By the fastCRW team · Java tutorial & analysis · Last reviewed 2026-01-01
Disclosure: fastCRW is a single-binary scraping engine with an HTTP API. This guide is candid about the JVM-specific cost of doing scraping in-process and where a sidecar is the better architecture.
Java scraping is almost always inside a long-lived service
Java scraping lives in Spring Boot services, batch jobs, and enterprise backends — long-running JVM processes. That context defines the real problem: not "can Java parse HTML" (JSoup has done that superbly for years) but "what does it cost to host the render-heavy, anti-bot-heavy part of scraping inside a JVM service whose memory and warm-up characteristics you're already managing carefully?" The answer is a footprint tax most teams under-account for, and that's this guide's subject.
The Java stack
- JSoup — the standard: fetch + parse + CSS-selector extraction in one clean, fast, dependency-light library. For static HTML this is genuinely excellent and you should just use it.
- Java 11+
HttpClient— the modern built-in HTTP client (async, HTTP/2). Pair with JSoup's parser when you want explicit fetch control. - HtmlUnit — a headless "GUI-less browser" in pure Java; handles some JS without a real browser, but its JS engine diverges from modern Chromium and breaks on heavy SPAs.

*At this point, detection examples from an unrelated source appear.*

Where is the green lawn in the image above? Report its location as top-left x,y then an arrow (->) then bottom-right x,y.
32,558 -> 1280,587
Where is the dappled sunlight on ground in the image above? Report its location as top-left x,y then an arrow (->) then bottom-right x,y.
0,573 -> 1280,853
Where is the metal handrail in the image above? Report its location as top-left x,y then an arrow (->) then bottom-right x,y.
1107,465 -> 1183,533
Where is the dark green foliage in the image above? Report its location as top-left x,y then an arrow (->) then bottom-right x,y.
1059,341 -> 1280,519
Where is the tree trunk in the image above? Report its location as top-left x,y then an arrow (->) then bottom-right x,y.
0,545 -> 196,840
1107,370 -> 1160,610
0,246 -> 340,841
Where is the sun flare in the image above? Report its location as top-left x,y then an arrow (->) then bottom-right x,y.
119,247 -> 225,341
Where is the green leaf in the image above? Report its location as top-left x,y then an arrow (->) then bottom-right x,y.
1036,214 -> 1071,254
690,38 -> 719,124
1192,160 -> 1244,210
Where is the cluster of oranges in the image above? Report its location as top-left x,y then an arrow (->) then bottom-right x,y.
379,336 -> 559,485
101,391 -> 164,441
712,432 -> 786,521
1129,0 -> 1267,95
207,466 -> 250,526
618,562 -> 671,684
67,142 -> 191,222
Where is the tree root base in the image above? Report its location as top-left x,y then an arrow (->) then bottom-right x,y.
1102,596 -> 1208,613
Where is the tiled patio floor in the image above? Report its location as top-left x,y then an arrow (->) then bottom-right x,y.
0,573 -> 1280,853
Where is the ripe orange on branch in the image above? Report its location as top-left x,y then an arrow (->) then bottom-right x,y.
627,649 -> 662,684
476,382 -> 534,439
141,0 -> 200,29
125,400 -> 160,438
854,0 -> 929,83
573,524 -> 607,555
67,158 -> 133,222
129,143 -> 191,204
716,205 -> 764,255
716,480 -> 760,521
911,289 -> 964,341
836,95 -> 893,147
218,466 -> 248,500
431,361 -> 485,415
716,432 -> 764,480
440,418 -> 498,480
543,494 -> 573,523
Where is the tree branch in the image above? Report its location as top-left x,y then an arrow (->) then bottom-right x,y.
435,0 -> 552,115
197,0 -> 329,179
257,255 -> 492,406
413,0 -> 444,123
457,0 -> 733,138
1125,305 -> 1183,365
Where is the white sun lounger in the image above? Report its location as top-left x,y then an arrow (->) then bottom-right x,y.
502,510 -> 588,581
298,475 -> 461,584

- Selenium / Playwright-for-Java — drive a real browser for true JS rendering. This is the heavyweight path: a browser process plus a driver alongside your JVM.
Minimal JSoup example
Document doc = Jsoup.connect("https://example.com/")
.userAgent("Mozilla/5.0")
.timeout(8000)
.get();
String title = doc.selectFirst("article h1").text();
System.out.println(title);
The Java-specific cost: the JVM footprint tax stacks the wrong way
Every language has a footprint story; Java's is distinctive because the costs compound on the JVM:
- Baseline JVM memory. A scrape worker is a JVM — heap, metaspace, thread stacks — hundreds of MB before it does anything. Fine when amortized across a busy service; expensive when you scale out dedicated scrape workers, because each one carries a full JVM.
- Browser on top of JVM. Add Selenium/Playwright and you now run a Chromium process next to the JVM. You're paying JVM footprint and browser footprint per worker — the worst of both, and the line that blows up scale-out cost.
- Warm-up vs. burst scraping. JIT warm-up means a freshly scaled scrape worker is slow for its first requests. If you scale scrape workers reactively to crawl bursts, you eat cold JVM performance exactly when load spikes.
- GC pauses under parse load. Parsing many large documents concurrently generates garbage; GC pressure on a shared service JVM can perturb latency for your non-scraping endpoints too. Scraping becomes a noisy neighbor inside your own process.
None of this is "Java is bad at scraping." It's that putting render-heavy scraping in-process on the JVM makes scraping a tax on the rest of your service, and dedicated JVM scrape workers are an expensive way to isolate it.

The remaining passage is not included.